The hormones in esterified estrogens can pass into breast milk and may harm a nursing baby. This medicine may also slow breast milk production. Do not use if you are breast feeding a baby.
How should I take esterified estrogens (Menest)?
Follow all directions on your prescription label. Do not take this medicine in larger or smaller amounts or for longer than recommended.
Esterified estrogens are sometimes taken daily and sometimes taken on a cycled schedule, depending on the condition being treated.
If you take this medicine on a cycled schedule, you will take it daily for several days or weeks and then have 7 to 10 days off the medicine, to mimic your body's natural monthly cycle.
If you are taking esterified estrogens to treat cancer, you may be taking the medicine more than once per day.
Follow your doctor's dosing instructions very carefully.
No matter what your dosing schedule, try to take the medicine at the same time each dosing day.
Call your doctor right away if you have any unusual vaginal bleeding.
To help lower your risk of uterine cancer, your doctor may also want you to take a progestin medication. Follow all dosing directions carefully.
If you need surgery or medical tests or if you will be on bed rest, you may need to stop taking your medicine for a short time. Any doctor or surgeon who treats you should know that you are taking esterified estrogens.
Store this medicine at room temperature away from moisture and heat.
Read all patient information, medication guides, and instruction sheets provided to you. Ask your doctor or pharmacist if you have any questions.
While taking esterified estrogens, you will need to visit your doctor regularly. Self-examine your breasts for lumps on a monthly basis and have regular mammograms.
What happens if I miss a dose (Menest)?
Take the missed dose as soon as you remember. Skip the missed dose if it is almost time for your next scheduled dose.
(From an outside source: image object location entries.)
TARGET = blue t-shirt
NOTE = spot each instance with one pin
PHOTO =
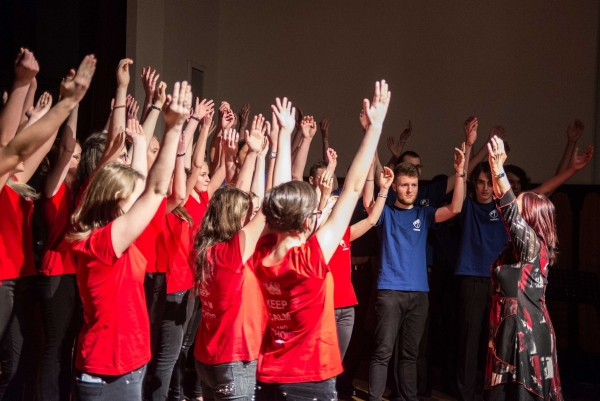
(483, 238)
(403, 242)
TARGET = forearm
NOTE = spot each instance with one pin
(299, 161)
(10, 115)
(244, 179)
(565, 160)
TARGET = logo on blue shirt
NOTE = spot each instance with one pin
(417, 224)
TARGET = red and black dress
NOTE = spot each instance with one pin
(521, 362)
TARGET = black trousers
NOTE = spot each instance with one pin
(16, 336)
(398, 313)
(474, 304)
(62, 317)
(362, 280)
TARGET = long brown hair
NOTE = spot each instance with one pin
(222, 220)
(112, 184)
(288, 205)
(539, 213)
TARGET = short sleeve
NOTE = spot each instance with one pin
(101, 247)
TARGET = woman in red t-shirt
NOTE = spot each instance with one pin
(22, 156)
(114, 344)
(232, 324)
(299, 355)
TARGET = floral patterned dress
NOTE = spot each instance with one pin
(521, 361)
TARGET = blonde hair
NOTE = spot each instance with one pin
(112, 184)
(222, 220)
(24, 190)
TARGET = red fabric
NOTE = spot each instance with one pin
(152, 242)
(230, 330)
(197, 210)
(115, 337)
(300, 343)
(340, 267)
(179, 273)
(56, 214)
(16, 237)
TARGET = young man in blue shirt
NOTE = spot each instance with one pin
(402, 299)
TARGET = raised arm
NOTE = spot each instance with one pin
(256, 140)
(521, 235)
(33, 137)
(308, 128)
(128, 227)
(577, 163)
(358, 229)
(447, 212)
(66, 148)
(574, 132)
(26, 68)
(330, 234)
(149, 78)
(285, 114)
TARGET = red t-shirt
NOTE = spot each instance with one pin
(179, 274)
(16, 237)
(300, 343)
(233, 311)
(197, 210)
(152, 242)
(56, 214)
(115, 337)
(340, 266)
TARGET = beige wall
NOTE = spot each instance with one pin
(530, 66)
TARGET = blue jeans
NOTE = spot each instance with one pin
(126, 387)
(320, 391)
(227, 381)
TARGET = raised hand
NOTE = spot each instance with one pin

Do not take extra medicine to make up the missed dose.
Call your doctor for instructions if you forget to start taking esterified estrogens again after the regular time off in your dosing cycle.
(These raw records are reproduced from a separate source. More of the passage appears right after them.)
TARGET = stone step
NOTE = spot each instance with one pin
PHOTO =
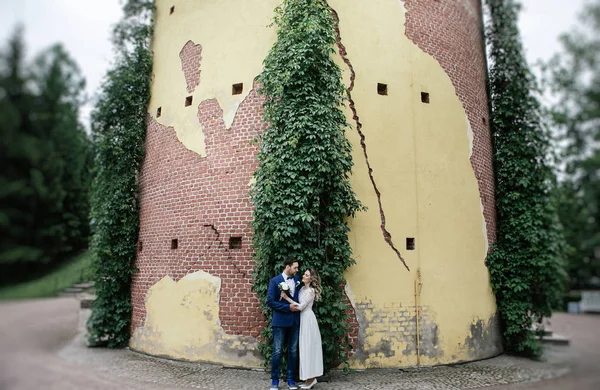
(73, 290)
(556, 339)
(84, 285)
(547, 331)
(85, 301)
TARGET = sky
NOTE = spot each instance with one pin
(84, 27)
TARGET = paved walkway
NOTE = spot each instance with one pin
(40, 348)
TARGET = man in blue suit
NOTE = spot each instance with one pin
(285, 323)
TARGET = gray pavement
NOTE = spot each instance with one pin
(40, 348)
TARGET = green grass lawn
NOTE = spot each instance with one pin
(75, 271)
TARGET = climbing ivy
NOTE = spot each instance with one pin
(302, 195)
(525, 270)
(119, 131)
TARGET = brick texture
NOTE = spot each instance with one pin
(191, 56)
(451, 32)
(201, 202)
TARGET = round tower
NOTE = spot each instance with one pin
(418, 113)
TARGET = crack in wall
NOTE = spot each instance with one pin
(343, 53)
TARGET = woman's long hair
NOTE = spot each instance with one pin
(315, 283)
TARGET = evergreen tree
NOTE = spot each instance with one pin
(524, 265)
(119, 131)
(574, 75)
(43, 212)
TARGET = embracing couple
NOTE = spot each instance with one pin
(291, 300)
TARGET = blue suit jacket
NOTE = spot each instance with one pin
(282, 315)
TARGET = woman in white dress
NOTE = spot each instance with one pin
(311, 352)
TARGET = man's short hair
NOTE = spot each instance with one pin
(289, 261)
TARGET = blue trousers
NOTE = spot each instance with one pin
(280, 335)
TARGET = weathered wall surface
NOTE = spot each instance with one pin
(423, 169)
(418, 156)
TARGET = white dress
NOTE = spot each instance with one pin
(311, 348)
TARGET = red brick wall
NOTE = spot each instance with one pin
(450, 31)
(201, 202)
(191, 56)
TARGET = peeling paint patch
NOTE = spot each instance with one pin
(182, 322)
(191, 56)
(484, 339)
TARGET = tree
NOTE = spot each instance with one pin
(119, 131)
(574, 77)
(302, 194)
(43, 185)
(524, 263)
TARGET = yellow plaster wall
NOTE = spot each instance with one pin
(419, 154)
(234, 39)
(182, 322)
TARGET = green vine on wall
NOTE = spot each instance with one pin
(302, 195)
(119, 131)
(524, 265)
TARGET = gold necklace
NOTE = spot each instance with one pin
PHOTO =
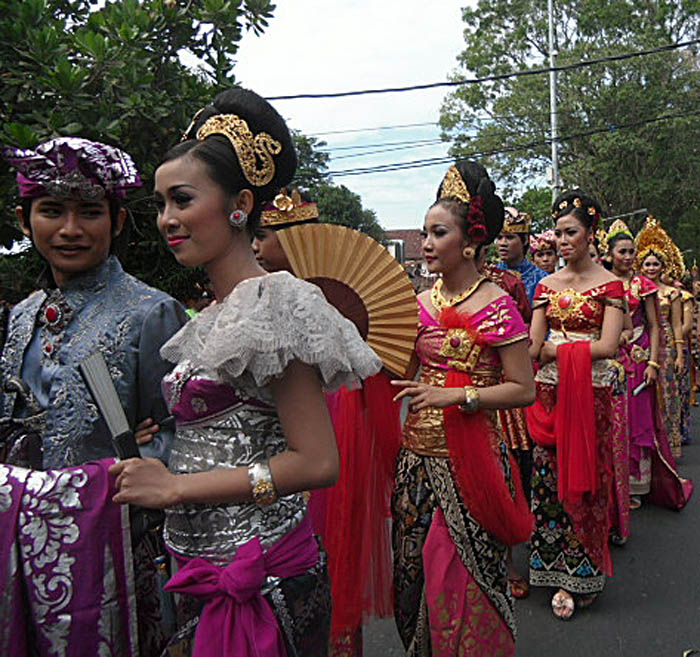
(440, 303)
What happens if I overdose (Menest)?
Seek emergency medical attention or call the Poison Help line at 1-800-222-1222.
What should I avoid while taking esterified estrogens (Menest)?
Follow your doctor's instructions about any restrictions on food, beverages, or activity.
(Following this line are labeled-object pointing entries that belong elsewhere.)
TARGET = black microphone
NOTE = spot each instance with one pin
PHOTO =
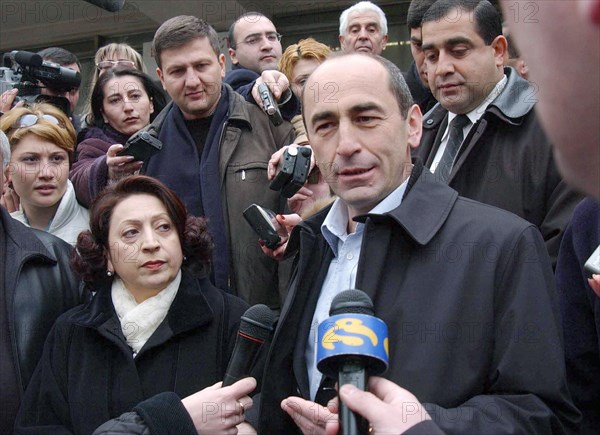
(255, 328)
(107, 5)
(353, 344)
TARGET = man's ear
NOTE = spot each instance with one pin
(222, 64)
(109, 266)
(161, 77)
(414, 126)
(500, 47)
(384, 43)
(233, 56)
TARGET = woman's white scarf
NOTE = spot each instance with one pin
(139, 321)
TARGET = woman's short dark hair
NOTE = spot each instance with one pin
(89, 257)
(155, 93)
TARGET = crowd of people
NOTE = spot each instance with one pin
(461, 196)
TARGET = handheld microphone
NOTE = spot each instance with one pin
(108, 5)
(352, 344)
(255, 328)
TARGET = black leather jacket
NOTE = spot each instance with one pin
(39, 286)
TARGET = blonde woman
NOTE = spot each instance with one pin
(42, 140)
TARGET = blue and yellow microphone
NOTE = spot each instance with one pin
(352, 345)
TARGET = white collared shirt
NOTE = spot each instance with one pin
(342, 270)
(473, 116)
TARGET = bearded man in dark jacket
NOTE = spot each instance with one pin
(466, 289)
(505, 158)
(216, 147)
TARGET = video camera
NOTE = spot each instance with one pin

What other drugs will affect esterified estrogens (Menest)?
Other drugs may interact with esterified estrogens, including prescription and over-the-counter medicines, vitamins, and herbal products. Tell each of your health care providers about all medicines you use now and any medicine you start or stop using.
Where can I get more information (Menest)?
Your pharmacist can provide more information about esterified estrogens.